We did a day trip to Litochoro, better known as Mt. Olympus. The legend and geography were not what I remembered. Mt Olympus is a collection of peaks but there are actually 2 peaks, almost the same height, the highest points in Greece. Lots of trail walkers with their packs but I don’t think they reached the top as it was covered in snow. The mountain is limestone. It rained a little on the trail up the mountain but just enough to dampen things, so when we reached the parking lot we decided to visit the church of St. Dionysius which was down the mountain slightly. This monastery was destroyed by the Germans during in 1943 and they are rebuilding it. We then decided to walk down the hill from the church to a small hut where St Dionysis spent time in seclusion thinking great thoughts; about 20 minutes. This is when it started to rain, really rain. The path became a small stream. We gave up after 20 minutes without seeing the cave or hut, but walking back up the hill with 20 pounds of water soaked into our clothing was a treat. Considering my past, I’m surprised that I wasn’t hit by a lightning bolt in addition to the drowning from the Greek gods.

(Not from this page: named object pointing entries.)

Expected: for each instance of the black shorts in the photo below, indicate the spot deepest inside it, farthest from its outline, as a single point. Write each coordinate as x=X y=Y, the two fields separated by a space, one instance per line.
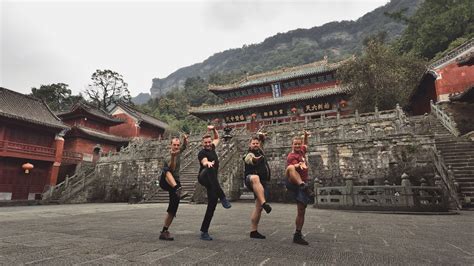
x=173 y=197
x=248 y=185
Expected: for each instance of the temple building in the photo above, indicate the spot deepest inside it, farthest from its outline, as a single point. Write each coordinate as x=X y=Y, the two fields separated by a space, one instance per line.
x=136 y=123
x=446 y=77
x=31 y=146
x=297 y=93
x=90 y=131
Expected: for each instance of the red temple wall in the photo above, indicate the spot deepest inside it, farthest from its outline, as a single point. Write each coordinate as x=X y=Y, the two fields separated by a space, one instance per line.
x=87 y=146
x=19 y=185
x=90 y=123
x=28 y=135
x=150 y=132
x=126 y=129
x=453 y=78
x=285 y=92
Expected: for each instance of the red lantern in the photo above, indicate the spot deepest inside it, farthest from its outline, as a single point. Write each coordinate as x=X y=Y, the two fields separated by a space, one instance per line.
x=27 y=167
x=343 y=103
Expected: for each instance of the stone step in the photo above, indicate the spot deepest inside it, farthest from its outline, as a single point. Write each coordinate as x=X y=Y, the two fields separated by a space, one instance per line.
x=466 y=157
x=460 y=165
x=454 y=147
x=456 y=151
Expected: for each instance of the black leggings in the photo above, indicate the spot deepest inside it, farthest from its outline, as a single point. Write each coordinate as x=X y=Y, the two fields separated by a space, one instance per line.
x=173 y=198
x=208 y=178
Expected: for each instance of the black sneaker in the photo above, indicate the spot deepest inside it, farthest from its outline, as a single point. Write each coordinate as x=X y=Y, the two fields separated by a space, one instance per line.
x=267 y=207
x=256 y=234
x=181 y=194
x=298 y=239
x=165 y=235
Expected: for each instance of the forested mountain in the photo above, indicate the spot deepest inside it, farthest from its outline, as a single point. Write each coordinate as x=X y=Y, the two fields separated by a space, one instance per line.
x=336 y=40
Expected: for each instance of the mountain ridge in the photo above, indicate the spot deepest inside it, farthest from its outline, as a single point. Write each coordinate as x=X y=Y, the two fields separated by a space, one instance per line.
x=336 y=40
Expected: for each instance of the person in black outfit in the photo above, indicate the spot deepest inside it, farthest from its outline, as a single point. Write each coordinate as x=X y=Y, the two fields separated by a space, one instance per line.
x=209 y=166
x=169 y=181
x=256 y=175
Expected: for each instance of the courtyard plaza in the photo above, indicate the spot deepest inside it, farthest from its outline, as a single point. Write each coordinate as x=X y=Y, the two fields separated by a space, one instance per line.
x=120 y=233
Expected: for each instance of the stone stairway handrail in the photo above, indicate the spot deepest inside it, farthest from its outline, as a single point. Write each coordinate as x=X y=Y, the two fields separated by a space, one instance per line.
x=68 y=182
x=445 y=119
x=446 y=175
x=76 y=187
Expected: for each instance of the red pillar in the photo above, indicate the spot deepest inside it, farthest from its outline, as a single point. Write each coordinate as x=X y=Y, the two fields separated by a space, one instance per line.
x=59 y=147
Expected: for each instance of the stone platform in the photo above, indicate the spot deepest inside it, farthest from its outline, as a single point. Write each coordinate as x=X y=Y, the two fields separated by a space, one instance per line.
x=128 y=234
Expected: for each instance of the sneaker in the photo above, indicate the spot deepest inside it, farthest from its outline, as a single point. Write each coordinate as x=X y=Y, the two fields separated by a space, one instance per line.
x=298 y=239
x=256 y=234
x=165 y=235
x=181 y=194
x=267 y=207
x=309 y=191
x=225 y=203
x=205 y=236
x=302 y=197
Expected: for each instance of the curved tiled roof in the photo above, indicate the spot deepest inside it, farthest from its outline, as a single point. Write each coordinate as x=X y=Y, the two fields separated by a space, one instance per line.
x=141 y=117
x=100 y=134
x=27 y=108
x=460 y=51
x=92 y=110
x=279 y=75
x=270 y=101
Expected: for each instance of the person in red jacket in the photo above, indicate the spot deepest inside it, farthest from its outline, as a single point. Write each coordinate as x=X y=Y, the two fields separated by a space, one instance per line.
x=297 y=178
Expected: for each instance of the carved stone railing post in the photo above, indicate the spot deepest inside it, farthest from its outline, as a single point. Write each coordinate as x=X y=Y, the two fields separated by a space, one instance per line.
x=445 y=119
x=349 y=197
x=407 y=190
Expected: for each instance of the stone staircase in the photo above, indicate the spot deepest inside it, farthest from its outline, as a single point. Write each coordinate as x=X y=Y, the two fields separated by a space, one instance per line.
x=70 y=187
x=458 y=156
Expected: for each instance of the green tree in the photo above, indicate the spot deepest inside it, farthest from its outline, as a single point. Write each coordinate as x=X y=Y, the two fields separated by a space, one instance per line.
x=57 y=96
x=107 y=88
x=380 y=77
x=435 y=25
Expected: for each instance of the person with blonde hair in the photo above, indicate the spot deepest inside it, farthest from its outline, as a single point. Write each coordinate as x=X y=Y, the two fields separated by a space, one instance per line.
x=297 y=178
x=169 y=181
x=209 y=167
x=256 y=175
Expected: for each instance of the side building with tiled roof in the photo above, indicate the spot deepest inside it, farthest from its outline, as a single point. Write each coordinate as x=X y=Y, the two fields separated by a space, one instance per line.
x=31 y=138
x=297 y=93
x=90 y=131
x=136 y=123
x=446 y=77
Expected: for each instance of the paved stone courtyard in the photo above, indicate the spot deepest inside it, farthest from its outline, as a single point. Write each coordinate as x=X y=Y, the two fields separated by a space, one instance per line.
x=128 y=234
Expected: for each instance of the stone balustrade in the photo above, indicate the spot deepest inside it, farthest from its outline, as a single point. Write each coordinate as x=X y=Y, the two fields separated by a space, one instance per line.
x=403 y=197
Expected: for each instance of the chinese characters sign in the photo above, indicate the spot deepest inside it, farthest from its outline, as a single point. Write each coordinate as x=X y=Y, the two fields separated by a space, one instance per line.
x=234 y=118
x=274 y=113
x=316 y=107
x=276 y=89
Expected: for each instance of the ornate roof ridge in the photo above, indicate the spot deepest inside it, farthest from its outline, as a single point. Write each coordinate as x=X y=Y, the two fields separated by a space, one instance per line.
x=142 y=117
x=101 y=134
x=322 y=92
x=91 y=110
x=453 y=54
x=267 y=76
x=23 y=111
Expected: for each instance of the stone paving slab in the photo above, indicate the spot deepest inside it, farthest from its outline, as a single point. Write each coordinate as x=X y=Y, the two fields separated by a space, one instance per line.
x=112 y=234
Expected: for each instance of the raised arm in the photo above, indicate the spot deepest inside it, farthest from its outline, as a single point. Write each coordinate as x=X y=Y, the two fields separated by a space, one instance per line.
x=215 y=141
x=305 y=138
x=185 y=143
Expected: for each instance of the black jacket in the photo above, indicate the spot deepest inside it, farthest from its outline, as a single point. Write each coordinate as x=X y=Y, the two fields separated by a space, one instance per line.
x=261 y=168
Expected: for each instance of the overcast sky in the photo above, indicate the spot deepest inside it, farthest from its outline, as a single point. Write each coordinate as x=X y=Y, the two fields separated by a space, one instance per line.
x=44 y=42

Then it was back to Varna, Bulgaria for 3 days. I was in the Just Hotel, a boutique hotel that was just rooms and wine. The beaches were filling up relative to the past week with Russians on packaged tours. Some sections of the beach were topless but I didn’t notice. The tattoos were out in full display and I kept wondering if there would be regrets in the future. I never saw any t-shirts or blouses with any writing on them that was any other language than English.
On the return to Causeni, we stopped off to visit the same great uncle. Again he was welcoming and he and I had several glasses of his newest wine pressings and I was sent home with another bottle. It would be fun to get him over to the wineries in Eastern Washington, even just to prove to him that Americans do not hate Russians.